今、パソコンとかそういったものの影響でゴム印って少なくはなっているんですが、一大特需という形で注文は増えているところです。

 

 


 

 

4月から消費税が上がると、値札を変えなきゃいけないから、です。

今は商品の値札は、「税込み価格」で表示されているが、4月の消費増税後、3年間は、「税抜き表示」もOKとなった。

消費税は来年また引き上げられて10%になる予定なので、「本体○○円+税」という表示にしておけば、値札を変更する手間とコストが減る

ということで、値札業界は今、時ならぬ「消費増税特需」なのです。

 

いつも3月は、小中学校から子供の名前のハンコの注文がどっときて追われているのに、そこに「+税」の注文が重なって、今ものすごく忙しいということです。うれしい悲鳴ですね(^^)

小嶋さんのところでは、「+税」というゴム印のほかに、「+消費税」とか「消費税8%」、「税抜」、「税込」、「本体価格」など、色々なパターンを用意しているが、もう断トツで「+税」が売れているという。どうしてなのか? 

小嶋さんにお聞きした。

 

 

 

おそらく値札のスペースの問題があって、どうしても「消費税」という3文字が入らないために、「+消費税」と入れるよりは「+税」とした方がお客様に明確にわかるということで好まれているんじゃないかと思います。私が見ている限りでは、アパレル関係、洋服関係で、現在ついている値札に「+税」と押しているお客様が多いように感じます。

確かに、値札のスペースは狭いから、ハンコの文字数は少ない方がいいですね。

4月以降、値札の上にシールを貼って新しく作るというところもあるようですが、値札の小さいスペースに、ズレないようにシールを貼っていくのは骨が折れる

手軽さでいえばやはりハンコ。

 

それと、「+税」というハンコが売れる要因としては、見た目の印象もある。

消費税分も含めた総額を表示するより、「○○円+税」としたほうが、安く見える。
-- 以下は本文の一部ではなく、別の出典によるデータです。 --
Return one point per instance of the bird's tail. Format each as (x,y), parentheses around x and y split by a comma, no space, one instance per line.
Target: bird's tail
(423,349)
(確かに見える!)

例えば、「1080円(本体1000円、消費税80円)」より、「1000円+税」。

 

でも、値札を見る側、つまり消費者は、この「○○円+税」という表示についてどんな印象を持つのでしょう?

街の皆さんに伺ってみた。

 

 

 

●ぱっと見はいいかなと思うけど、レジに行った時に「えっ?!」みたいになるなら、「+税」じゃなくて「何十何円」まで出した方が親切かなと思います。

●ちゃんとトータルが入っていればいいですけど、入ってない場合は、書かれても計算ができない。

●結局、税金がはっきり分からないじゃないですか。

 

 

 


 

やはり、この消費が総額でいくらなのかというのが、ひと目で分かったほうがいいという人が多かった。
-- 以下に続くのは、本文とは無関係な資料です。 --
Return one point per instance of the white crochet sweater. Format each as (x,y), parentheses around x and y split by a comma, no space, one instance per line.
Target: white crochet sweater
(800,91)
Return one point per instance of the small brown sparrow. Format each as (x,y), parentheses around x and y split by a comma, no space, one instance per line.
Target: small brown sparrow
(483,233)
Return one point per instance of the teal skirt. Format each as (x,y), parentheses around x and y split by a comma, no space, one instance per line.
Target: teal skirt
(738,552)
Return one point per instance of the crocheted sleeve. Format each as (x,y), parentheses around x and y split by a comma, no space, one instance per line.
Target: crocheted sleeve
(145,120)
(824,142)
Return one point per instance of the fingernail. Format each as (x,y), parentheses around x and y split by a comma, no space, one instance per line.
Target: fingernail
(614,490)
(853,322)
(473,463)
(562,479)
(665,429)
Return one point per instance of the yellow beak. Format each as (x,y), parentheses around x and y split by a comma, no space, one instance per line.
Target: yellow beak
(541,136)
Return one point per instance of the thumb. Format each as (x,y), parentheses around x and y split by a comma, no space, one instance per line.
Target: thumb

増税後の値札はどう表示されたほうがいいかをアンケートした調査では、

総額1080円(本体1000円、消費税80円)」がいいという人が半数近いんですね。

次に多かったのが「総額1080円(消費税80円)」という表示の仕方。

その次が「総額1080円(本体1000円)」という表示の仕方。

 

つまり、本体の価格より、税金の額を表示してほしい人のほうが多い

 

そして

「本体1000円+税」という表示を支持した人は1%もいなかった!!!

 

 

それでも売り手側が「+税」を選ぶ理由は? 

ある業者の方の話では、「○○円+税」にしておけば、今度また消費税が10%に上がった時も値札を作り変えなくていいし、総額が値上がりした印象も薄まる

消費者が値札に敏感になるだけに、ちょっとした印象の違いが大きいのです・・・

 

 

とはいえ、「やっぱり消費税がいくらか知りたい!」という声も多かったので、8%の消費税の金額がいくらになるか、簡単な計算の仕方も聞いておきました。

ビジネスで差がつく計算力の鍛え方」という本をお書きになっている小杉拓也さん

 

 


 

元の値段を3000円で計算すると、3000円の1%は30円ですから、この30円を元に考えます。8%の8という数字は2×2×2ですから、3000円の1%の30円を2×2×2をする。つまり30円が60円、60円が120円、120円が240円。

(3千円は簡単だけど、5900円みたいな時は?)計算しているよりレジに持って行ったほうがいいので、大雑把に計算したほうが現実的でしょう。

 

 


 

小杉さんは、「あんまり難しく考えないほうがいいですよ」と。

でも、8をかけるより、2をかけるほうが、ちょっと心理的に楽じゃないですか???(^^;)

でもまあ、商品は「1980円」とか「2900円」という値段がわりと多いので、それらを、「2000円」とか「3000円」などと、大雑把に捉えるか、「8%」の方を大雑把に「10%」で計算するかして、、とっととレジに持って行きましょう(笑)

 

さて、泣いても笑ってもいよいよ消費税8%がやって来ます。